Students at Antioch College also benefit from a co-op work program, which requires them to work in full-time positions every other term and collect college credit. In the past, students have held positions within a wide variety of organizations, including nonprofit organizations, hospitals, museums, and government agencies. Through its co-op work program, Antioch College hopes to provide students with a diverse range of experiences in both academic and professional settings. By leaving campus and working with real-world organizations, students mature and develop valuable leadership and problem-solving skills, as well as a clearer picture of their goals.

Milwaukee Magazine

In 1994 and 2001, Mervin R. Smucker gained recognition as one of the top psychologists, according to a peer review in Milwaukee Magazine. Headquartered in the Historic Third Ward district of downtown Milwaukee, the magazine boasts a readership of more than 200,000 and refers to itself as “Southeastern Wisconsin’s most authoritative source for events and dining.” Printed once a month by Quad/Graphics, Milwaukee Magazine belongs to the City and Regional Magazine Association.

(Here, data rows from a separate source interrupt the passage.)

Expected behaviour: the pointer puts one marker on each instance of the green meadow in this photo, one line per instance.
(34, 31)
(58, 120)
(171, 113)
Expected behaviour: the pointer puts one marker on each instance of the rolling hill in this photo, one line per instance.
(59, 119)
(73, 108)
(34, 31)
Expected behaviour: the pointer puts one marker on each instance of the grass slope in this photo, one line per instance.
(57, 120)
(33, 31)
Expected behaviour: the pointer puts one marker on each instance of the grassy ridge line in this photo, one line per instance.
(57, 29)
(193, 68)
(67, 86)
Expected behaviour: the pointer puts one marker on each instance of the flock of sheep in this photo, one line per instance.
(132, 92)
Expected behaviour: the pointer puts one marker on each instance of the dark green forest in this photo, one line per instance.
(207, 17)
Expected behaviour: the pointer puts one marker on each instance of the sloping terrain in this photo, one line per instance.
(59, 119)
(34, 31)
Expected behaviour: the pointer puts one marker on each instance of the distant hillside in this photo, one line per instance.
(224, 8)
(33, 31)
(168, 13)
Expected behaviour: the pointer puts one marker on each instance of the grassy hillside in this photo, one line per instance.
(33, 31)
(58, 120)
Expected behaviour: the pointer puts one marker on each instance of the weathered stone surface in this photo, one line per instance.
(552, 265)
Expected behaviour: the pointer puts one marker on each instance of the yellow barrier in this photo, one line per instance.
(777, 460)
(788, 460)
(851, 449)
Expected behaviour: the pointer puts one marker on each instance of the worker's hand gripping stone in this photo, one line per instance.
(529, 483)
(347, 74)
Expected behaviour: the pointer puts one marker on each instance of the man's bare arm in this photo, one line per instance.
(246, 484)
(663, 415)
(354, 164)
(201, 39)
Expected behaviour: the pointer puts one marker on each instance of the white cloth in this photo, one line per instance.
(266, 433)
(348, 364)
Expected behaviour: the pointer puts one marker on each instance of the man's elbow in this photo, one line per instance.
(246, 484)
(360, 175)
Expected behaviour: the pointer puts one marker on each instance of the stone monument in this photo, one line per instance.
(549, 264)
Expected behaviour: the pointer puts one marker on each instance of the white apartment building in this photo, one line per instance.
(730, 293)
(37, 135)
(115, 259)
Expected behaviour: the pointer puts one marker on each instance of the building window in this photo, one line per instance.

The dining section of Milwaukee Magazine offers comprehensive reviews of restaurants in the Milwaukee area and tip on where to find the best daily discounts. Visitors to the website enjoy access to the Milwaukee Magazine restaurant finder, which sorts restaurants by cuisine, location, or other keywords. Milwaukee Magazine also publishes an Events section, which provides detailed calendars and descriptions of events occurring in the area. The Events section contains a wide variety of entertainment destinations, including theater, music, and art.

In addition to the dining and events sections, Milwaukee Magazine features columns that tackle a host of distinctive subjects. Murphy’s Law, a column by staff writer Bruce Murphy, recently reported on the state of Wisconsin’s response to environmental violations. Another column from Erik Gunn, titled Pressroom Buzz, recently dealt with issues ranging from the toppling of the statue of Saddam Hussein in 2003 to Green Bay Packers fullback John Kuhn.